The pledge was established on the fixed assets of the Issuer on the basis of the agreement dated 15 July 2015, concluded by the Issuer and mBank in order to secure the obligations of the Issuer resulting from the credit facility agreement concluded on 9 July 2015 with mBank and DNB Bank Polska S.A. and DNB Bank ASA (see the current report of the Issuer No 45/2015 of 15 July 2015) to the maximum sum of the security that amounts PLN 600,000,000.00 (six hundred million zloty 00/100). The fixed assets that were encumbered with the registered pledge constitute of the set of movables that represent the organisational whole – the set of wiring in the sewage system. The booking value of the fixed assets encumbered by the registered pledge, determined on the basis of the Issuer’s balance sheet as of 30 June 2015, is PLN 322,286,592.30 (three hundred twenty two million two hundred six thousand five hundred ninety two zloty 30/100).
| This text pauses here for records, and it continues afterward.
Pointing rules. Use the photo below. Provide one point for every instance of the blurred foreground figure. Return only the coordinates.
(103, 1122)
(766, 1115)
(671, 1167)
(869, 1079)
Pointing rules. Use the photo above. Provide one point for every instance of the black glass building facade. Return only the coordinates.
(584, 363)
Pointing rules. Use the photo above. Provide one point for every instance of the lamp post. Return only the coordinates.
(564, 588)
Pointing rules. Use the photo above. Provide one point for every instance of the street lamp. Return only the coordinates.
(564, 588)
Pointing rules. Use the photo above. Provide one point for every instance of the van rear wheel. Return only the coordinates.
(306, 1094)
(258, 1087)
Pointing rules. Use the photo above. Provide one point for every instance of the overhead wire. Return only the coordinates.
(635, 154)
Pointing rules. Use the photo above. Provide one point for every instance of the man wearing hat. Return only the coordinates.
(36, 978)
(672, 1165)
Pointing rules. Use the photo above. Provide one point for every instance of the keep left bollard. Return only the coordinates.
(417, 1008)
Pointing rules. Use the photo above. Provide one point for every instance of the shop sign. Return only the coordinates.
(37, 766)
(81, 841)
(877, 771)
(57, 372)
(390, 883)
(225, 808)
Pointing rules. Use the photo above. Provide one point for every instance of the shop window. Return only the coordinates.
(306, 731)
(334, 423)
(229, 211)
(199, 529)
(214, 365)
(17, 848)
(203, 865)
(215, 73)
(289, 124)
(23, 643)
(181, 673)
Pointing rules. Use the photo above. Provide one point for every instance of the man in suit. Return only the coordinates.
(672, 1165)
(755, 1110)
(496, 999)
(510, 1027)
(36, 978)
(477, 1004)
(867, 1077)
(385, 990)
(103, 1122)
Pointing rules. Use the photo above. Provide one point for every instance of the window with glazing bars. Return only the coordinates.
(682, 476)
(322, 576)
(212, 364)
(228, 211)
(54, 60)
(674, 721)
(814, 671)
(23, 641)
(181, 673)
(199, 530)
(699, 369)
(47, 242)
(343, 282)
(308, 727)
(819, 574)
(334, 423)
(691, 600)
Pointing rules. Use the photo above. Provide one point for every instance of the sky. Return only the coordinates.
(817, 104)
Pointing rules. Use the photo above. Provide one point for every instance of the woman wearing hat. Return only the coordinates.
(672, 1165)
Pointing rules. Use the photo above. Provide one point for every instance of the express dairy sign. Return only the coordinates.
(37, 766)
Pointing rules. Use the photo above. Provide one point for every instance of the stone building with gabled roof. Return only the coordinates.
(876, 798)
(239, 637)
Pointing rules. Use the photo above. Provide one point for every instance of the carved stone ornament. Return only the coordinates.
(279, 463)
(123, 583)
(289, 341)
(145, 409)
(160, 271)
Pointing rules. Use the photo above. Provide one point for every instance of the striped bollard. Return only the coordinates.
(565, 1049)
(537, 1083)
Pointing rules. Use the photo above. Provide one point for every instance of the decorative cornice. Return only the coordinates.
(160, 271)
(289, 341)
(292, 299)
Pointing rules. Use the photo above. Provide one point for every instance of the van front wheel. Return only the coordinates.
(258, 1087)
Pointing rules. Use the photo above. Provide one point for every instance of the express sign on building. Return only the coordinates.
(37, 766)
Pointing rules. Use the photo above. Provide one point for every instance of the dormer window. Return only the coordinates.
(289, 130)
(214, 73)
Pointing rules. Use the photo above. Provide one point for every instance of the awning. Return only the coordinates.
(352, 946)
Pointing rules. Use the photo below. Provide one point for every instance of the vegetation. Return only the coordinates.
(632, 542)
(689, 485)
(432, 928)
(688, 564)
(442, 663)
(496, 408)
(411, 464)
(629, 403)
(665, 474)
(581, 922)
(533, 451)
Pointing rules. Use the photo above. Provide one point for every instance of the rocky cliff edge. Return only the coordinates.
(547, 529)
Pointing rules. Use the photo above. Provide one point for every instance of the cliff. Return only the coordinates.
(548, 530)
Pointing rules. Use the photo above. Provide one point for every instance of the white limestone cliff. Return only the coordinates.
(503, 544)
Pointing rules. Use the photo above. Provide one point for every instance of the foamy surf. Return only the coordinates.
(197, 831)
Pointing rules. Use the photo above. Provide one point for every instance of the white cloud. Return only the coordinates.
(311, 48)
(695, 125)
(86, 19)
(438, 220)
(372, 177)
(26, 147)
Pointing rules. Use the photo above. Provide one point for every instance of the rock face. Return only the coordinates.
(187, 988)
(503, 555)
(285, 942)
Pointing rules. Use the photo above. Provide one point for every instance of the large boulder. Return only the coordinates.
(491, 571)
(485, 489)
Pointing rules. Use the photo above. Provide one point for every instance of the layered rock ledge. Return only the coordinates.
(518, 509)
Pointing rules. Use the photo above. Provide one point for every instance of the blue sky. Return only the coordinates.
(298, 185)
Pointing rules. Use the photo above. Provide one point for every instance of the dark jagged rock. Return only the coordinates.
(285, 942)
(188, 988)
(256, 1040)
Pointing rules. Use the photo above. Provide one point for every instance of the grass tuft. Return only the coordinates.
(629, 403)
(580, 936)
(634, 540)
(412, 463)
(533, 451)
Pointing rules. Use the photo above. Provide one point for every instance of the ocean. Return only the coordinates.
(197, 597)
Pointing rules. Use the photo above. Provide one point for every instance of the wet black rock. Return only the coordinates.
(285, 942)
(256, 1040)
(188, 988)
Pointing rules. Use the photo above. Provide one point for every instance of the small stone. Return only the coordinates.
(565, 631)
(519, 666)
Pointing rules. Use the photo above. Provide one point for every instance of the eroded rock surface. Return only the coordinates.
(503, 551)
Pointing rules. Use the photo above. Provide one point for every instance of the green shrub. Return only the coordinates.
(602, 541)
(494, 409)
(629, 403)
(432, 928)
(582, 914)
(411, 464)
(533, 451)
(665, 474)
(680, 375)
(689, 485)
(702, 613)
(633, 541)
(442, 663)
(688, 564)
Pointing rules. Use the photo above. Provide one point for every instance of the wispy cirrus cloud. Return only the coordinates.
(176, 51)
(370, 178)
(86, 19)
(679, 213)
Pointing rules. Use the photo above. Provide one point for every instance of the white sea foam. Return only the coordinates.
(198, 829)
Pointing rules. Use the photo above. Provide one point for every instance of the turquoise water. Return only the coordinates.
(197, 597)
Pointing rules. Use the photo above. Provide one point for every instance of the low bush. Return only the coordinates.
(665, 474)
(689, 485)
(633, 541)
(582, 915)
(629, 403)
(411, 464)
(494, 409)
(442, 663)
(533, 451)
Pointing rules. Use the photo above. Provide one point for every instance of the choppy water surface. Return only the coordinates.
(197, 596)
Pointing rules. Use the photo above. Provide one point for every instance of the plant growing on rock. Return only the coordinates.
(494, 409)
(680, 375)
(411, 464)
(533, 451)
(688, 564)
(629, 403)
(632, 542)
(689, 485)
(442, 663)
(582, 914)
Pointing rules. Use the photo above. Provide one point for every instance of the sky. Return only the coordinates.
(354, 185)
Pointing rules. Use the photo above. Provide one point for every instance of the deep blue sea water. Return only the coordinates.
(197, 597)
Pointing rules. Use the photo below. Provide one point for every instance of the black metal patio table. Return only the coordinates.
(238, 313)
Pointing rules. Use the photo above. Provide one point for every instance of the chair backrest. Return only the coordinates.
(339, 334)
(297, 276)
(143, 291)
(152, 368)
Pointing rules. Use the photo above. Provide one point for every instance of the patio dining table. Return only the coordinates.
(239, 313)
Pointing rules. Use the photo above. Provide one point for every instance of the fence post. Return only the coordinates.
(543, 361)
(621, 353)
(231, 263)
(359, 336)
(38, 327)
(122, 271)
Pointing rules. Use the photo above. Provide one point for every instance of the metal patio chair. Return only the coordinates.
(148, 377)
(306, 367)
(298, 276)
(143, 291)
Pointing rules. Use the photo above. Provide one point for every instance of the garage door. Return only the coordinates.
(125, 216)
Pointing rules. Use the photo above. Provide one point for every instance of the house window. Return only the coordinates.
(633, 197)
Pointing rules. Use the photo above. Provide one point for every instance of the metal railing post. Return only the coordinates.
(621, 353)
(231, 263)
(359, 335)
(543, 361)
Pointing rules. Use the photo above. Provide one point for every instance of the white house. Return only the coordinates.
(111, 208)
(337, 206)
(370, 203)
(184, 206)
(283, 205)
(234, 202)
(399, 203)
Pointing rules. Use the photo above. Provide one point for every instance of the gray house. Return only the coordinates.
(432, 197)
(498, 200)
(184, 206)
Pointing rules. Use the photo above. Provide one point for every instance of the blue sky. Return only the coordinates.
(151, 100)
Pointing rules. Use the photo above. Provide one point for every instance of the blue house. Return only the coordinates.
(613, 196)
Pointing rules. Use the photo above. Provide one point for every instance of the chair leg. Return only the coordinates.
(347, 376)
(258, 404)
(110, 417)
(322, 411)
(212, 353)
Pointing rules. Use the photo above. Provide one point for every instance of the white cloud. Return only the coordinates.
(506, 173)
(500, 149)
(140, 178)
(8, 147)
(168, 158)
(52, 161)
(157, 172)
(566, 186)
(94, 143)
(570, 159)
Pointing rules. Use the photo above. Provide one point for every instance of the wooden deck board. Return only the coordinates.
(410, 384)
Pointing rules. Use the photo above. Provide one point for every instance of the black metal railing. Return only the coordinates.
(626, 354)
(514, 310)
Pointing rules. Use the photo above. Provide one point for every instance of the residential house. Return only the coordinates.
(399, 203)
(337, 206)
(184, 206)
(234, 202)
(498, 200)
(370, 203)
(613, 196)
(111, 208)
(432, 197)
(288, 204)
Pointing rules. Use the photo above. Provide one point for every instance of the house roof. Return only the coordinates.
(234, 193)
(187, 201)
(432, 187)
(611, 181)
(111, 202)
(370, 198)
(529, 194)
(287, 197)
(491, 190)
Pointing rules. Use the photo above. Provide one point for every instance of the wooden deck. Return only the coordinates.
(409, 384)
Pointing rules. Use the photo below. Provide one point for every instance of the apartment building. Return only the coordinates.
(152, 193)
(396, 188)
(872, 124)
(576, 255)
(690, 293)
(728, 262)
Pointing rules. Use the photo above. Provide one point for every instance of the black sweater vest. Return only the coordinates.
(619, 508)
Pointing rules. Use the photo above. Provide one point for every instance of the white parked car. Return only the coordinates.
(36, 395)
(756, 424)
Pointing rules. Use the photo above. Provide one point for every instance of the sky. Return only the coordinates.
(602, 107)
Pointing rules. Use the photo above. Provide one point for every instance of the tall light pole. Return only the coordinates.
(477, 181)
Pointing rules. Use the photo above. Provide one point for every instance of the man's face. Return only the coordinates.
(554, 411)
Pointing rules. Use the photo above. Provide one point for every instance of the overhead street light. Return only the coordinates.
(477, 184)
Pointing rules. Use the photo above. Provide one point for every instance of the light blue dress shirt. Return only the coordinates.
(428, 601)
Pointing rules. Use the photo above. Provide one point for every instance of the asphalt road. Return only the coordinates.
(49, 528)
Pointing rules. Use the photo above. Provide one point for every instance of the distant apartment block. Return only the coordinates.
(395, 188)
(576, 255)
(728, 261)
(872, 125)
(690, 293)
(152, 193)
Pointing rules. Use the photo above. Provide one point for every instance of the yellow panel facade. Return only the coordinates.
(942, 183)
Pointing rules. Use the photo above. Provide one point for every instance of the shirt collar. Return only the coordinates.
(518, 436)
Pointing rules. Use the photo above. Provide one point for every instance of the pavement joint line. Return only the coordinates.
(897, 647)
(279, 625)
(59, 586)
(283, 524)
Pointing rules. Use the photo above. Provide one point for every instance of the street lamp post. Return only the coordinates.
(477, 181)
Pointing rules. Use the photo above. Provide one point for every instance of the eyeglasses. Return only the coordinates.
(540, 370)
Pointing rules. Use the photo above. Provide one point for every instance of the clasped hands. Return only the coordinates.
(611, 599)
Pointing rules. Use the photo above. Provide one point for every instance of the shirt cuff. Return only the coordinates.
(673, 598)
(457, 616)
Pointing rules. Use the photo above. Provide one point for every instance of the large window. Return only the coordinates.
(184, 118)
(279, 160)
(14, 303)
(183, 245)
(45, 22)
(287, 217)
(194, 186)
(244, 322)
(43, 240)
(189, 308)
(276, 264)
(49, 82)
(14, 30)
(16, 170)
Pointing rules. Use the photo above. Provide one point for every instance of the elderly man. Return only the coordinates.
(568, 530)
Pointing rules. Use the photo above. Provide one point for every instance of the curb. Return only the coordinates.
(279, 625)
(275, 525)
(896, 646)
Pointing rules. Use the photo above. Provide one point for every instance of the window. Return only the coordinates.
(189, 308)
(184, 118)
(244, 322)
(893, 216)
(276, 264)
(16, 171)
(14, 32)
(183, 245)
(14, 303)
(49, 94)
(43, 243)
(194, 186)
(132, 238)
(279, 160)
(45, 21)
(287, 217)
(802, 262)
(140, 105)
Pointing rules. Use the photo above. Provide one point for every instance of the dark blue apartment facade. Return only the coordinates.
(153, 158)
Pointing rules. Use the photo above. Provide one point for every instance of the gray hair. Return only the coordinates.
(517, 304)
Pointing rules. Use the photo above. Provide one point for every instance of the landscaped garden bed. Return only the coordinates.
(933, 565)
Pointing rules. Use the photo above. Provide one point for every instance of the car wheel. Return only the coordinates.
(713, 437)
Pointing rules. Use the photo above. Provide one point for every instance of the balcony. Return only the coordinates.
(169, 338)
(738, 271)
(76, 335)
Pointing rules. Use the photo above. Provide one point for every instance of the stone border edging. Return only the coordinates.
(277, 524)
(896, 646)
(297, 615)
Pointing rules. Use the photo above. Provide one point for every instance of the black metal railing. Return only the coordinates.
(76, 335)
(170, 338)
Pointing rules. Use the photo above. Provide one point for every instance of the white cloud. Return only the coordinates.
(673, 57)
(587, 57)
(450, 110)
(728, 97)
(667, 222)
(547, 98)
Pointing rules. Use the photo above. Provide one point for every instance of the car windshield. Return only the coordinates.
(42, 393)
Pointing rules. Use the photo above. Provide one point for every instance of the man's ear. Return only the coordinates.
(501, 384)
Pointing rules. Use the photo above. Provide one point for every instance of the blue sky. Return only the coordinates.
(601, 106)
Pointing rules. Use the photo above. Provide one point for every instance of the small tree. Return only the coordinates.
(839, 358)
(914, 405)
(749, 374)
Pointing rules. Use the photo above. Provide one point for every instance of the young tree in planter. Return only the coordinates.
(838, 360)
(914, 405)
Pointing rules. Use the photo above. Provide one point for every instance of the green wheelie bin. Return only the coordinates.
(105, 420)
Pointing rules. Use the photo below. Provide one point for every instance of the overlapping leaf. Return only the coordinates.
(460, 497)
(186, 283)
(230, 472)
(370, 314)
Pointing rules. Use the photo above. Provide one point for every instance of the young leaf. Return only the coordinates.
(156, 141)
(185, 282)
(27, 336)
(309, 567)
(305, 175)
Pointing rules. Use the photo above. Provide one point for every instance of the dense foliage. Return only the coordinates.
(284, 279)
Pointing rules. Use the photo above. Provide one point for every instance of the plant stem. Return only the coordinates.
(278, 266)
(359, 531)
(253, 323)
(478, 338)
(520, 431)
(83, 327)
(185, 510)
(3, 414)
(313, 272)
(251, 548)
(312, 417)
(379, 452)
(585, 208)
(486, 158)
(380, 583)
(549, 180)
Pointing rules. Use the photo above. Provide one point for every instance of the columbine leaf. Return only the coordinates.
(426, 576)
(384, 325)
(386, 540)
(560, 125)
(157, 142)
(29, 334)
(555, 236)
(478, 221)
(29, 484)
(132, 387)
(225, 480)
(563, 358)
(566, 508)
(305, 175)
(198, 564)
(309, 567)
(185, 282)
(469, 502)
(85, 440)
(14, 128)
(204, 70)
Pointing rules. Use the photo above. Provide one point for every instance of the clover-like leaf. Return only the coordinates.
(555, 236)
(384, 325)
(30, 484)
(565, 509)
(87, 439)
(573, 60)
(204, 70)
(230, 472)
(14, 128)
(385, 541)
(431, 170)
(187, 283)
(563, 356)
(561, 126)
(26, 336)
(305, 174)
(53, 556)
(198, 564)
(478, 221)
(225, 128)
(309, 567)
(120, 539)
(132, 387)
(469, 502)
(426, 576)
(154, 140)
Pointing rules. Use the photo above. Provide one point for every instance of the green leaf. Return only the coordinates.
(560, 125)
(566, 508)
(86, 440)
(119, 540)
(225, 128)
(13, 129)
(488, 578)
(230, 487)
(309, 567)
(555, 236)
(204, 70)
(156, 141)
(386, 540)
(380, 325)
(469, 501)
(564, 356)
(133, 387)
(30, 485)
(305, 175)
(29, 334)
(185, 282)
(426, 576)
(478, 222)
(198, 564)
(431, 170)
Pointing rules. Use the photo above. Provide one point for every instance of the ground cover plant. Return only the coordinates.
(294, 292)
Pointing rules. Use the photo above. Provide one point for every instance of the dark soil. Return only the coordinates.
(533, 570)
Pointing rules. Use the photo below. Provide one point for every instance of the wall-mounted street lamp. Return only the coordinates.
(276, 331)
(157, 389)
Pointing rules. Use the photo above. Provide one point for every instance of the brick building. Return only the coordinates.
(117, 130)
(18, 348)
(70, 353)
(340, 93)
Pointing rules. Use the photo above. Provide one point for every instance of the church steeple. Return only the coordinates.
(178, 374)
The pledge agreement provides for the limitation of transferability of the fixed assets encumbered with the registered pledge for the time of its duration and the encumbrance with the registered pledge also the future pieces of the set of movables that is the subject of the agreement. In the remaining scope the terms of the pledge agreement do not differ from the terms commonly used in trade for this type of agreements. The pledge agreement does not provide for any contractual penalties. The registered pledge was established upon its filing in the register, i.e. on 21 July 2015. There are no relations between the Issuer, the persons managing or supervising the Issuer and the Pledgee.
The fixed assets that constitute the subject of the registered pledge were regarded as the assets of significant value due to the fact that their booking value, which is also the value of the subject of the pledge agreement, exceeds 10% of the value of Issuer’s equity.
Moreover, the Management Board of the Issuer informs that on 15 July 2015 the Issuer concluded with the Pledgee the second agreement that provides for establishment of the registered pledge on the set of fixed assets – owned by the Issuer set of movables that represent the organisational whole – the set of movables constituting the core sewer system available in the Republic of Poland, of the joint booking value of PLN 367,774,860.64 (three hundred sixty seven million seven hundred seventy four thousand eight hundred sixty zloty 64/100), i.e. exceeding 10% of the value of Issuer’s equity (the assets of significant value). Establishing the registered pledge on the abovementioned assets is also aimed at securing the obligations of the Issuer resulting from the credit facility agreement concluded on 9 July 2015 with mBank and DNB Bank Polska S.A. and DNB Bank ASA (see the current report of the Issuer No 45/2015 of 15 July 2015) to the maximum sum of the security that amounts PLN 600,000,000.00 (six hundred million zloty 00/100). The agreement concerning the establishment of the registered pledge on the abovementioned assets was concluded on the same terms as the pledge agreement referred to hereinabove. To the knowledge of the Issuer the registered pledge on the abovementioned assets has not been established yet (until today), since the Issuer has not received any judgement of filing the pledged on the abovementioned assets to the pledge register. The joint value of registered pledges that were established or will be established by the Issuer for the benefit of the Pledgee is PLN 690,061,452.94 (six hundred ninety million sixty one thousand four hundred fifty two zloty 94/100).
§ 5(1)(1 and 3) in conjunction with § 7 and § 9 of the Regulation dated 19 February 2009 regarding current and interim reports published by issuers of securities and on conditions of considering as equivalent the information required by law of a non-member state (consolidated text Journal of Laws of 2014, item 133, as amended) and Art. 56(1)(2) of the Act on Public Offering, the Conditions Governing the Introduction of Financial Instruments to Organized Trading, and on Public Companies (consolidated text Journal of Laws of 2013, item 1382, as amended).